Whether driven by disasters or psychological phenomena, the final result can be poverty.  As a result, changing the incentive structure to make improvements in the public welfare profitable could also reduce poverty, when those changes reduce disasters and reduce the distortion on the incentive structure of powerful psychologacal phenomena.

 

Why PoliticalSheepdog.com is Crucial for Any Nation

 

Until the United States changes its current incentive structure to allow competitive profits for those on the front lines, who could protect public interests, and for their supporters; the public interests will always be underserved, will always underperform, and will continue to fail.

 

If governments are going to make the public interests profitable, they need a broad financially measurable definition for good government to provide some level of objectivity for evaluation and verification of benefits of new policies and laws.  Then, governments need a market to determine to lowest competitive costs to sustain good governance.
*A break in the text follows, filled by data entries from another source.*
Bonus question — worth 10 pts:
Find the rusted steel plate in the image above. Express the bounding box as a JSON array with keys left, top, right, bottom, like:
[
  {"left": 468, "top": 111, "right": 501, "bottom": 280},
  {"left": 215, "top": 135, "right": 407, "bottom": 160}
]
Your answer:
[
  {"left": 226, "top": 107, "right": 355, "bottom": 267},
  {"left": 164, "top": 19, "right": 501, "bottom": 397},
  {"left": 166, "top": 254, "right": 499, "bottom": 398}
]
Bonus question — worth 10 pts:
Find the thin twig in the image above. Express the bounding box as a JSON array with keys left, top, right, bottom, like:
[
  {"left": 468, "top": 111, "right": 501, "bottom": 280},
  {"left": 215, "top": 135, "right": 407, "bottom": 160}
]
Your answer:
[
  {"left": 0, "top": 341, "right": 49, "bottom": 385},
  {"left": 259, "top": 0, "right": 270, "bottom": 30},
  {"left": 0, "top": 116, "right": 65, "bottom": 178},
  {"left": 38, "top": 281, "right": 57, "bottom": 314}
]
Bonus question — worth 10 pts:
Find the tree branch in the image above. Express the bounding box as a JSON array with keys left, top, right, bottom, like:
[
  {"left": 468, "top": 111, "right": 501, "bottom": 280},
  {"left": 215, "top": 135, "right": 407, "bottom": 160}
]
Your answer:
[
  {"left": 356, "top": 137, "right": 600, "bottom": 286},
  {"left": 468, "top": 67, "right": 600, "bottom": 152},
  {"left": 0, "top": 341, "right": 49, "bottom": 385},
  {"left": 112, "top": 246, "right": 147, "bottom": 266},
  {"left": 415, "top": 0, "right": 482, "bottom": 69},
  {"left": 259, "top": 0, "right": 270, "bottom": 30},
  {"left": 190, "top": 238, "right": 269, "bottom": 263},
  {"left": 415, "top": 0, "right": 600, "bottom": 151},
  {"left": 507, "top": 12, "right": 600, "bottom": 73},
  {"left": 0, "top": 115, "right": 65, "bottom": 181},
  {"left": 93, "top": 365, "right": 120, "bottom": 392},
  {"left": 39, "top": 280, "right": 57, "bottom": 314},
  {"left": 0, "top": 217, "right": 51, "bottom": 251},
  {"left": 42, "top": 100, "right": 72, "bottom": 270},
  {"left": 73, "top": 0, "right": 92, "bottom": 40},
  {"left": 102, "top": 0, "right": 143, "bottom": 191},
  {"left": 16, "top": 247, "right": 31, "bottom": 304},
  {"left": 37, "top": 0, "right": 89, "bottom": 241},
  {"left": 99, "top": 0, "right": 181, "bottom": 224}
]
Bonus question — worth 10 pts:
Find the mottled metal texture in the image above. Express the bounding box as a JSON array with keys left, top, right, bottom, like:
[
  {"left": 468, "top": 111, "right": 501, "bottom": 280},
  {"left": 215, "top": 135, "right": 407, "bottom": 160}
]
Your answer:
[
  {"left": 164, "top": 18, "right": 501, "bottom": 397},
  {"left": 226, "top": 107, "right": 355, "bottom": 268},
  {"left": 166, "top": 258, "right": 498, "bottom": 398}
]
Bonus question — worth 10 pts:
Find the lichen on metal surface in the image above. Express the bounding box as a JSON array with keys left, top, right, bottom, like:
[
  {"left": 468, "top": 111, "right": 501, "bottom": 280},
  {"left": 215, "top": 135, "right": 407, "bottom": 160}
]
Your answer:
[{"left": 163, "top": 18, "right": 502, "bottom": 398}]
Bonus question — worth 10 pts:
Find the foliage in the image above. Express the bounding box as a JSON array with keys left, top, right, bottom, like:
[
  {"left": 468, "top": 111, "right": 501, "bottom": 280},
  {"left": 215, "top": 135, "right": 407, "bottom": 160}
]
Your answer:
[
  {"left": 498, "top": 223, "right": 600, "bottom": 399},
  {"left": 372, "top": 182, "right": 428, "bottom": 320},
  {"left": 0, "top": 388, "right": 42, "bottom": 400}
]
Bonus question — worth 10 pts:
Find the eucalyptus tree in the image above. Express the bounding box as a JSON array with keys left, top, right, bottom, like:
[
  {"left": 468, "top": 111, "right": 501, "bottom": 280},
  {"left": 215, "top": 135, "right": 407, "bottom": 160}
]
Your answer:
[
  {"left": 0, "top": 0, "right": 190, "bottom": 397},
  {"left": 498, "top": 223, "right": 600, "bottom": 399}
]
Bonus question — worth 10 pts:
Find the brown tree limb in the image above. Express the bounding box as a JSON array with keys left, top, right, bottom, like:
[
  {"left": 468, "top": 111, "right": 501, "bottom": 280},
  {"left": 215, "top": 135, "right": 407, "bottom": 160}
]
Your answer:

The only system with such a definition and market is PoliticalSheepdog.com.  As a result, while people may choose to ignore PoliticalSheepdog.com and even smirk at it, all other choices will probably fail to deal with our failing incentive structures and will have worse outcomes than PoliticalSheepdog.com, because PoliticalSheepdog.com is the only available system designed to make the public interest profitable and thereby correct the imbalance from our failing incentive struture.  As a result, nations can run, but they cannot hide.  Any other current alternative will fail, because it will fail to address the pervasive failures due to the existing incentive structures in the comprehensive, prioritized way that only PoliticalSheepdog.com can.  As a result, any other alternative is folly.  Nations and governments have no choice and must embrace PoliticalSheepdog.com or continue with failing incentive structures, become uncompetitive, and obsolete.

 

If you believe that our nation is providing optimal solutions for problems like disaster prevention, crime, corruption, global warming, drugs, obesity, alcoholism, hypertension, diabetes and their associated diseases, etc., then you should forget PolitcalSheepdog.com.  But, if you believe that we can do better and if you don’t like these inefficiencies, then you should support PoliticalSheepdog.com to help make the appropriate changes to our failing incentive structure.   If the United States and Washington D.C. are going to make major improvements in their welfare, then they must embrace PoliticalSheepdog.com. 

 

It is necessary for the nation to embrace PoliticalSheepdog.com now, because  PoliticalSheepdog.com could provide an intellectual property system for public policy through its patents in order to prove the value of intellectual property for public policy.  When the patents expire in ten years, this protection will no longer be available. Then, starting an intellectual property system will be much harder.